LAWS(PVC)-1937-5-64

RAJENDRA KISHORE PAL CHAUDHURY Vs. ASIRULLA

Decided On May 07, 1937
RAJENDRA KISHORE PAL CHAUDHURY Appellant
V/S
ASIRULLA Respondents

JUDGEMENT

(1.) This rule was directed against an order passed under Order 21, Rule 100, Civil P.C., by the learned Munsif, Second Court, Hahigunj in the District of Sylhet on 25 August 1936. The petitioner in this Court as decree holder in a suit for ejectment for non-payment of rent, obtained delivery of possession of lands appertaining to a tenancy on 24 December 1935 and the application under Order 21, Rule 100, Civil P.C, giving rise to this case was made by the opposite party in this rule on the ground of his dispossession on 24 March 1936, by the petitioner. The usufructuary mortgage on the footing of which the opposite party claimed to be in possession has been found to be a genuine transaction and the question was whether the Court below acted erroneously in the exercise of its jurisdiction in entertaining the application under Order 21, Rule 100, Civil P C., after the proceedings in execution in which the decree, holder obtained delivery of possession had terminated on 18 January 1936, the execution case having been disposed of on that date.

(2.) The contention urged in support of this rule that the Munsif in the Court below ought to have held that the dispossession not having occurred in the course of execution the application under O.21, R 100, Civil P.C., was not maintainable does not appear to me to be sound. What was contemplated by the provision of the law referred to above was that in the case of dispossession by a decree holder of a person in possession, other than the judgment debtor, the person dispossessed had his remedy as provided by Order 21, Rule 101, Civil P.C., when the Court was satisfied that the applicant was in possession on his own account. The question was whether dispossession was by a decree-holder or auction-purchaser as such, and not whether the dispossession actually took place after disposal of any execution case started at the instance of the decree-holder or auction purchaser. Judging from this standpoint, the decision of the Court below must be taken to be right on the findings on evidence arrived at by it. The rule must be discharged on this ground.
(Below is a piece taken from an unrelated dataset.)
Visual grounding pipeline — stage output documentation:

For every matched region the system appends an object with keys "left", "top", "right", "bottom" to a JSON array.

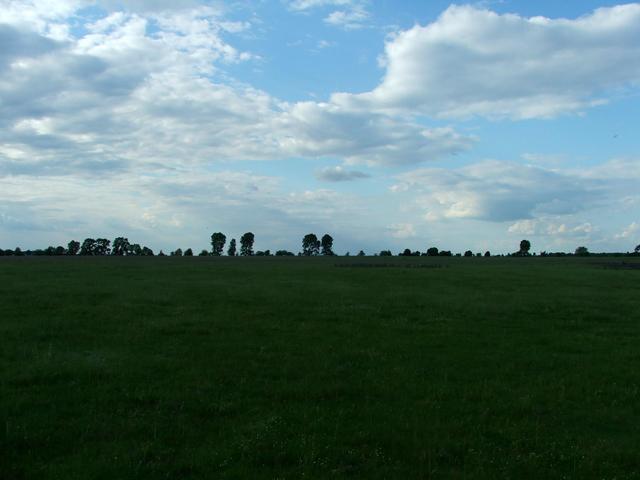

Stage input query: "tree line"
[{"left": 1, "top": 234, "right": 639, "bottom": 258}]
(3.) In the next place, I am satisfied that this Court should not interfere in a case of the present description even if it were held that the decision against which this rule was directed was erroneous, seeing that there was a more comprehensive remedy open to the petitioner to establish his title to the property in question as against the person in whose favour an order has been made in a proceeding of a summary nature arising out of execution of a decree. The rule is discharged. There is no order as to costs in this rule.